2.8.1 Value-Weighted vis-à-vis Equi-weighted

In general, the value-weighted portfolio has less dispersion than equi-weighted portfolio. This is to be expected because in general traders have a higher weightage for assets which have less volatility given similar expected returns. This is consistent with the results in the tables obtained for percentage of times the portfolio value hits the threshold level (−5.00%) and the average drop in the portfolio given that the portfolio hits this threshold. Both the values are lower for value-weighted portfolio vis-à-vis equi-weighted portfolio.

2.8.2 Gaussian vis-à-vis Student’s t-Distribution

For GARCH models, the difference in dispersion for the two distributions is small. However, the tables report the results for GJR and EGARCH using the two different-distributions, and, in general, as is to be expected, the Student’s t-distribution tends to have a higher dispersion than in the case of Gaussian distribution.

Figures 20.11 and 20.12 show the simulated paths for the equal-weighted portfolio over the 30-day horizon with GJR model with a Gaussian distribution and Student’s t-distribution. As is clearly visible, the fat-tailed Student’s t-distribution generates greater variation at the extremes than the normal distribution.

../images/428412_1_En_20_Chapter/428412_1_En_20_Fig13_HTML.png — Fig. 20.12
Simulated returns of portfolio assets with GJR model, Student’s t-distribution

2.8.3 GARCH, GJR, and EGARCH

GARCH tends to underestimate the VaR and persistence measure vis-à-vis GJR and EGARCH. Again this is to be expected given that GJR and EGARCH factor in the leverage effect which GARCH fails to do. GJR and EGARCH return similar results which again is to be expected.

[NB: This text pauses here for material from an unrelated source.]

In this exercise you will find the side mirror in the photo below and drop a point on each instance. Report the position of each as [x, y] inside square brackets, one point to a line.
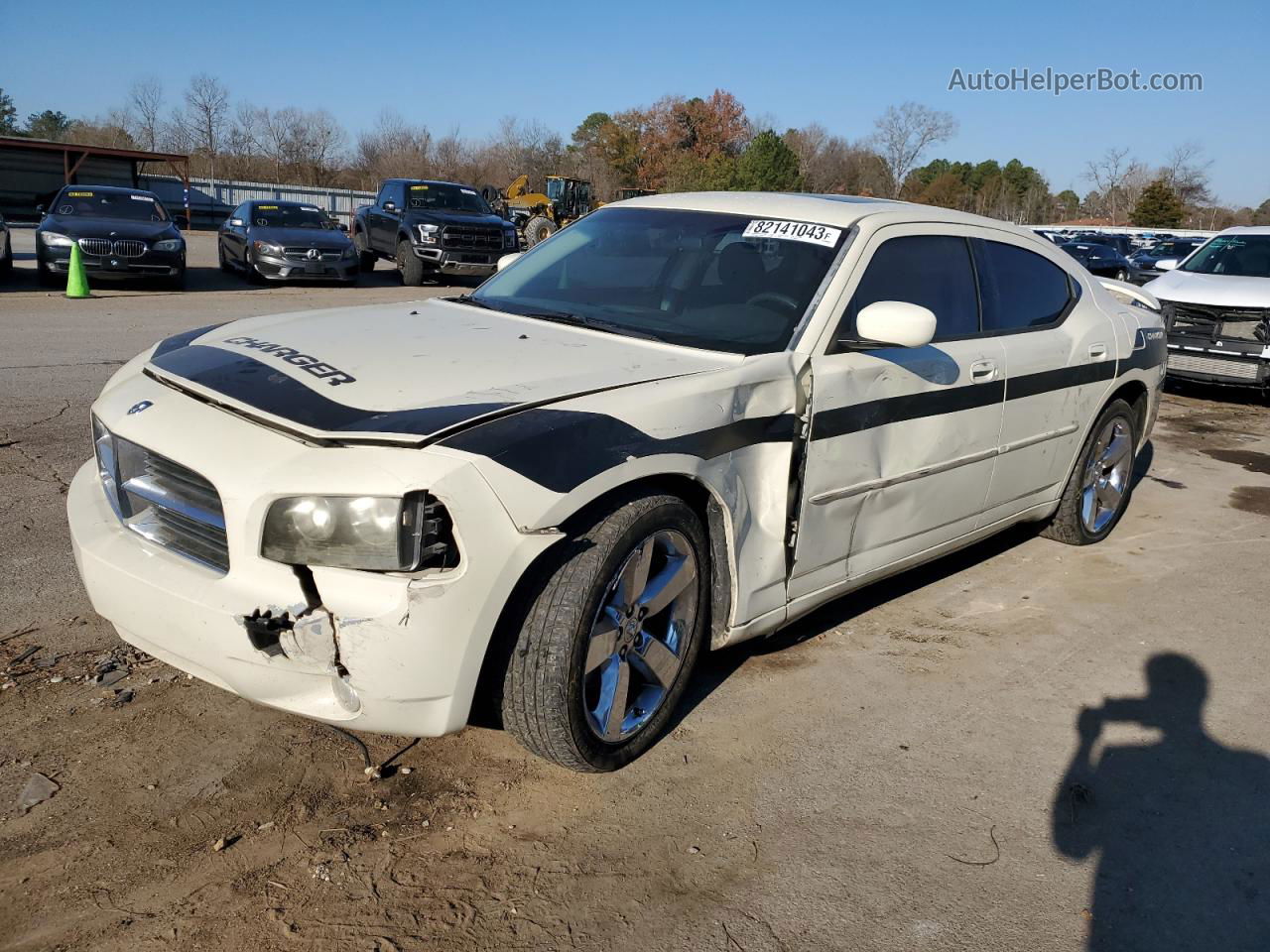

Five values are exhibited for each parameter to show the measure of dispersion. Standard errors for the estimates are computed as also the t-statistics, and both are found to be statistically acceptable.

Each value itself is an average of 10,000 paths. The horizon is mentioned in the first column. The threshold horizon is taken as 2 days for consistency across horizon.

VaR and persistence measures are also computed for horizons of 2 years, 3 years, 4 years, and 5 years. The range of Value at Risk is between 20 and 22% for these horizons. The probability of the portfolio remaining below the threshold level β for 2 or more days is about 42–47%, whereas the average drop in the portfolio given that this happens is about 11–13%.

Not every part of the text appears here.